Thursday, September 24, 2009

Italian news

This week a group of respected Italian journalists launched a new nationwide newspaper. Il Fatto Quotidiano is something so rare in the Italian media world as a newspaper that is independent of political and commercial interests. It does not even accept the government aid given to all media, but will be funded solely through subscriptions, retail sales and ad revenue. The goal is to practice critical and investigative journalism.

Both the economic foundation and the goal seem ambitious in view of conditions in Italy. Italians are not the world's most eager consumers of newspaper, and politicians and rulers find it exceedingly hard to accept negative press coverage. Less than a month ago, Berlusconi announced that he would take legal action against national and international media that have mentioned his colourful personal life. An initiative which articolo21, fighting for greater freedom of speech in Italy, and the International Federation of Journalists (EFJ)characterize as a direct attack on the free press.

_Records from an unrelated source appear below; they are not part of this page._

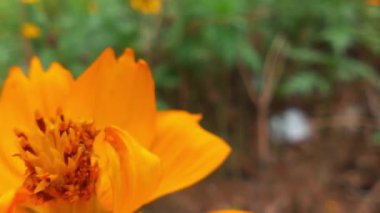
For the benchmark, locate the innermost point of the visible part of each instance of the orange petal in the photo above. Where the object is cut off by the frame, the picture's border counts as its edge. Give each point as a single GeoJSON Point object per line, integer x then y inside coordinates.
{"type": "Point", "coordinates": [51, 87]}
{"type": "Point", "coordinates": [188, 153]}
{"type": "Point", "coordinates": [15, 112]}
{"type": "Point", "coordinates": [117, 92]}
{"type": "Point", "coordinates": [133, 172]}
{"type": "Point", "coordinates": [6, 198]}
{"type": "Point", "coordinates": [20, 99]}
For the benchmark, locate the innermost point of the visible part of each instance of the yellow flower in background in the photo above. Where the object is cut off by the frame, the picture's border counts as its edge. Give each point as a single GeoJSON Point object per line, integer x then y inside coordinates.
{"type": "Point", "coordinates": [147, 6]}
{"type": "Point", "coordinates": [96, 144]}
{"type": "Point", "coordinates": [30, 30]}
{"type": "Point", "coordinates": [30, 1]}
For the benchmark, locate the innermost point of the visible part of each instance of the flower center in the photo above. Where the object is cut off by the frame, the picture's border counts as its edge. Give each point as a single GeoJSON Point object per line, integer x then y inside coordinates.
{"type": "Point", "coordinates": [59, 159]}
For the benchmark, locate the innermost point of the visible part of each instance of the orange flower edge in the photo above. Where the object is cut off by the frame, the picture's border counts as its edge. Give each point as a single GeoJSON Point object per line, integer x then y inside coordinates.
{"type": "Point", "coordinates": [96, 143]}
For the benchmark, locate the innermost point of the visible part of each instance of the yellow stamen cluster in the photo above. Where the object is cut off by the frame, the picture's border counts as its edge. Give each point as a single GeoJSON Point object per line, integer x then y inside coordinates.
{"type": "Point", "coordinates": [58, 157]}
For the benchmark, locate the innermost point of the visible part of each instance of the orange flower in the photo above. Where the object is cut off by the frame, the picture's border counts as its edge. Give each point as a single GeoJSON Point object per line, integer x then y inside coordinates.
{"type": "Point", "coordinates": [29, 1]}
{"type": "Point", "coordinates": [230, 211]}
{"type": "Point", "coordinates": [147, 6]}
{"type": "Point", "coordinates": [374, 2]}
{"type": "Point", "coordinates": [96, 144]}
{"type": "Point", "coordinates": [30, 30]}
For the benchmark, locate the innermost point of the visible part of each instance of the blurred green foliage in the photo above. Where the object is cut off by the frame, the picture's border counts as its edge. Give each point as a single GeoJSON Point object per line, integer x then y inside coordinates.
{"type": "Point", "coordinates": [329, 41]}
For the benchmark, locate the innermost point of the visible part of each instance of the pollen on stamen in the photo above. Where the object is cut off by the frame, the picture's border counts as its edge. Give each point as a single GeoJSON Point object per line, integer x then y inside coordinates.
{"type": "Point", "coordinates": [59, 161]}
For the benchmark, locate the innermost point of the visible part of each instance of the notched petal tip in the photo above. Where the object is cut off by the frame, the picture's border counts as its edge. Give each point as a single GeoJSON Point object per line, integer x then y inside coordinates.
{"type": "Point", "coordinates": [197, 155]}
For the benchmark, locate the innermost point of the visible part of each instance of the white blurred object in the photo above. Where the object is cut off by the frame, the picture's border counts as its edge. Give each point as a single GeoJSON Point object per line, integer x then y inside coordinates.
{"type": "Point", "coordinates": [291, 126]}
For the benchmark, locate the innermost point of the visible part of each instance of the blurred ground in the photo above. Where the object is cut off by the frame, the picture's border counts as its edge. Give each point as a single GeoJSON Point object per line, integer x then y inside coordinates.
{"type": "Point", "coordinates": [340, 174]}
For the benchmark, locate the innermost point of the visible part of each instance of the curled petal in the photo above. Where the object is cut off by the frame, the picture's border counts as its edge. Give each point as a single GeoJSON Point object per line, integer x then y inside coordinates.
{"type": "Point", "coordinates": [188, 153]}
{"type": "Point", "coordinates": [129, 173]}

Berlusconi has brought charges against La Repubblica for having asked him ten questions about his relationship with various women. L'Unita has been sued for reporting from a Puglian court case involving a local contractor, Berlusconi and some call girls, and lawyers are reportedly also working on an indictment of British newspapers. At the same time Il Giornale, owned by Berlusconi's brother, has brought a hard personal attack on the editor of the Catholic newspaper Avvenire as 'punishment' for Avvenire’s alleged moral campaign against Berlusconi.

Berlusconi will simply not accept media interest in his divorce, his participation in 18-year birthdays, his visitors in Sardegna, or his dates with escort girls. And he has power and the funds needed to get his way. The question now is whether he has public support, or whether Italians are more susceptible to the daily facts presented by eg. Il Fatto.